Two women have become the first Britons to be formally ordained as Jewish priestesses.
Rachel Rose Reid, one of the country’s top storytellers, and Brighton-born Rabbi Sarah Bracha Gershuny, who now leads a Jewish Renewal community in Boulder, Colorado, are among this year’s graduates from the Kohenet (priestess) Institute in Connecticut, in the United States.
Rabbi Jill Hammer, co-founder of the institute in 2006, said that “with the ordination of Kohenet Rachel Rose Reid, Kohenet now has a base in the UK from which to grow, and we are excited to see what the future holds”.
For her course, Kohenet Reid, a Limmud regular who was also one of the founders of the London Moishe House, a community centre for young Jews, completed a three-and-a-half year distance learning programme with twice-yearly trips to the US.
The institute was set up to train Jewish women as “facilitators of spiritual experience”.
It draws on stories of women in the Bible and Talmud, forgotten or suppressed traditions of women’s involvement in sacred rites and mystical ideas such as the Shechinah, the Presence of God, which the kabbalists portrayed as the feminine aspect of the divine.

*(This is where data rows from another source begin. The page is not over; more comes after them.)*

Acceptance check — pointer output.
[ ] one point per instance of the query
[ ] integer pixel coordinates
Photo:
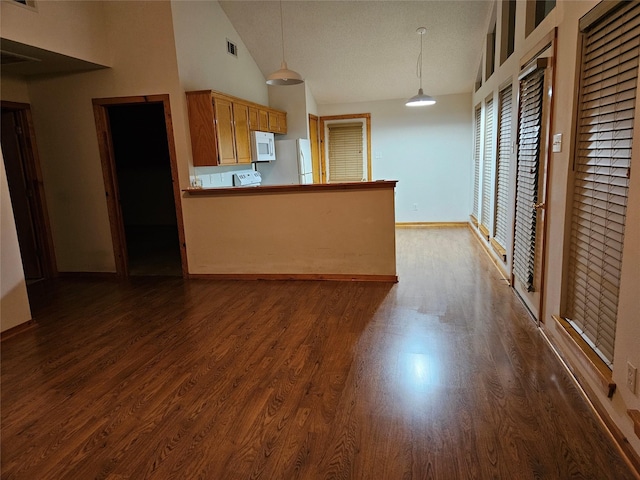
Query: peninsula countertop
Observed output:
(296, 188)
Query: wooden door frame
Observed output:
(319, 170)
(351, 116)
(31, 159)
(107, 158)
(546, 141)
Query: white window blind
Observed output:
(345, 152)
(503, 167)
(487, 166)
(602, 165)
(476, 163)
(529, 129)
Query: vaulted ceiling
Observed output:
(354, 51)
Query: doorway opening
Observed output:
(26, 188)
(354, 148)
(142, 188)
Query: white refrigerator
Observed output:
(291, 166)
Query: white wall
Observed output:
(293, 100)
(201, 29)
(427, 149)
(73, 28)
(14, 304)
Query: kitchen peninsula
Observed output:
(343, 231)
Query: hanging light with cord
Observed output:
(420, 100)
(284, 76)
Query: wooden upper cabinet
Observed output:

One of its roles is to enable the creation of new rituals to mark different stages and events in people’s lives.
Kohenet Reid said, “In the years I have been involved in grassroots communities, there is a hunger for acknowledging a wider spectrum of practice in Judaism.
“There are a lot of people who think the way they connect to Judasim doesn’t fit in with the Judaism they were brought up with.”
She said she looked forward to launching her own projects as well as collaborating with other partners.
Another new kohenet, American Sarah Chandler, who has a special interest in environmental and food ethics, will be a presenter at this month’s Limmud in the Woods in Oxfordshire.
The Kohenet Institute is based at Elat Chayyim, a leading centre for alternative Jewish spirituality. It was taken over a couple of years ago by Hazon, the environmental organisation founded by the Mancunian expat Nigel Savage.